Se o filho vai aprender pelo exemplo, o que vai fazer a diferença aqui é a qualidade do vínculo entre vocês. “Uma vez que esse aprendizado é observacional, a criança precisa de referências positivas. E quando está inserida em um ambiente amável, é claro, irá responder à altura”, justifica a neuropediatra Karina. Que tal, então, refletir sobre seus próprios valores, comportamentos e preconceitos? O mundo que vamos deixar para os nossos filhos depende dos filhos que vamos deixar para o nosso mundo, como diz outro filósofo, mais atual, Mario Sergio Cortella.
No seu lugar
Se tem algo de que o planeta está precisando é empatia, não? Se você acha que as pessoas são menos solidárias hoje em dia, provavelmente não é apenas impressão sua. Essa é a opinião também do escritor australiano Roman Krznaric, autor de diversos livros sobre relações humanas, entre eles o best-seller O Poder da Empatia - A Arte de se Colocar no Lugar do Outro para Transformar o Mundo (Editora Zahar, R$ 59,90). Para provar sua teoria, ele cita no livro um estudo feito na Universidade de Michigan (EUA) que revelou ter havido um declínio nos níveis de empatia nos jovens americanos entre 1980 e os dias atuais, com a queda mais acentuada nos últimos dez anos. Mudança, segundo os pesquisadores, que se deve ao fato de mais pessoas morarem sozinhas e dedicarem menos tempo a atividades
Sociais e comunitárias.
O problema é que, cada vez mais, nossas crianças são cercadas de muros, portões, guaritas: do condomínio, da escola, do shopping center e por aí vai. E assim, crescem distantes da realidade, sem saber que outras pessoas estão precisando de ajuda. Alguém se identifica? “Antigamente, quando a maioria das crianças estudava em instituições públicas, convivia com pessoas de várias classes sociais. Essa falta de vivência com o diferente que temos hoje gera medo, estranheza, dificuldade em se colocar no lugar do outro”, alerta a monja zen-budista Cláudia Dias Baptista de Souza, mais conhecida como Monja Coen.
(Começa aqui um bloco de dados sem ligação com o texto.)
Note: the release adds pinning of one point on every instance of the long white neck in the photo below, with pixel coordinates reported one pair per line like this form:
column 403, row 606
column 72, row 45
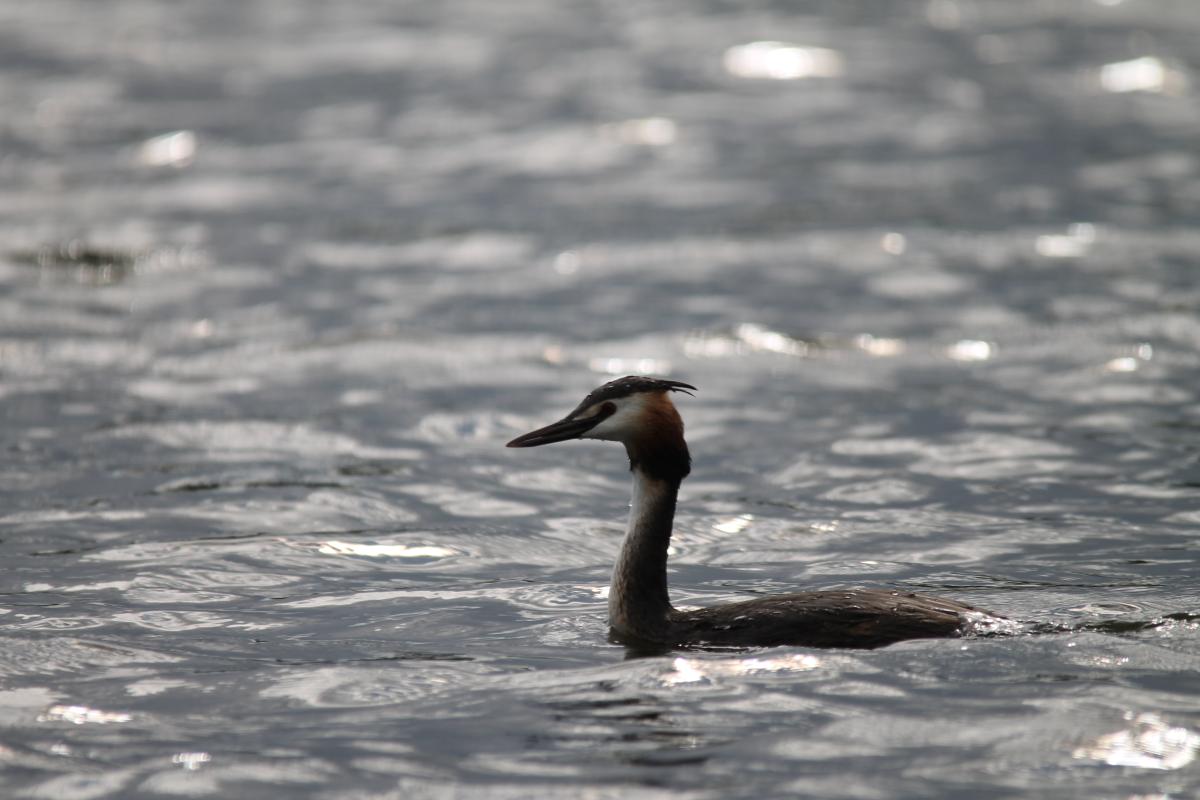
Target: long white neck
column 637, row 599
Preocupado com essa questão, Krznaric, que esteve no Brasil recentemente para o lançamento de seu último livro, Carpe Diem - Resgatando a Arte de Aproveitar a Vida (Editora Zahar), contou em um bate-papo com a CRESCER que fez questão de matricular os filhos (um casal de gêmeos de 10 anos) em uma escola pública. “Uma das razões foi que um terço dos alunos daquela instituição [ele vive em Oxford, Inglaterra] é de muçulmanos, e eu e minha esposa queremos que nossos filhos encarem isso naturalmente. Até porque, do contrário, como irão desenvolver um senso de justiça se não tiverem a oportunidade de desafiar pré-conceitos e estereótipos?”, diz o autor, que também é um dos fundadores da The School of Life, espaço que oferece cursos, programas e serviços para se viver melhor.
Para além dos muros
Mas é claro que ninguém precisa mudar o filho de escola por causa disso. Ainda que transmitir valores não seja o papel principal das instituições de educação, para a educadora Priscila Torres, diretora da Escola Concept (SP), eles devem, sim, estar inseridos na metodologia escolar. “Ao falarmos com as crianças sobre sustentabilidade, por exemplo, a discussão pode ir além, pois cuidar do meio ambiente também significa ser um bom cidadão”, diz. Metáforas, filmes, livros e jogos educativos também são ótimos para ajudar o seu filho a internalizar tais conceitos, segundo ela. A educadora sugere, ainda, que as escolas se envolvam em projetos sociais – como o The Street Store, loja criada na comunidade de Heliópolis (SP) a partir de doações dos alunos da Concept.
A monja Coen dá dicas extras, e a primeira delas é simples: fazer mais refeições em família. “Nesse momento de conexão, os pais podem aproveitar para adicionar à clássica pergunta ‘o que você fez hoje?’, outra também importante, ‘como isso pode ajudar as pessoas na prática?”, diz. Outra ação, que pode ser aplicada tanto em casa quanto na escola, é incentivar a criança a cultivar uma planta. “Uma boa oportunidade de entender e atender às necessidades do outro, ou seja, um treino para sair do ego”, diz. Ela sugere, por fim, o estímulo aos esportes coletivos, de modo que as crianças vejam o quanto é divertido trabalhar em grupo, e o veto aos games violentos. “Não podemos banalizar a vida, mesmo que virtualmente”, completa.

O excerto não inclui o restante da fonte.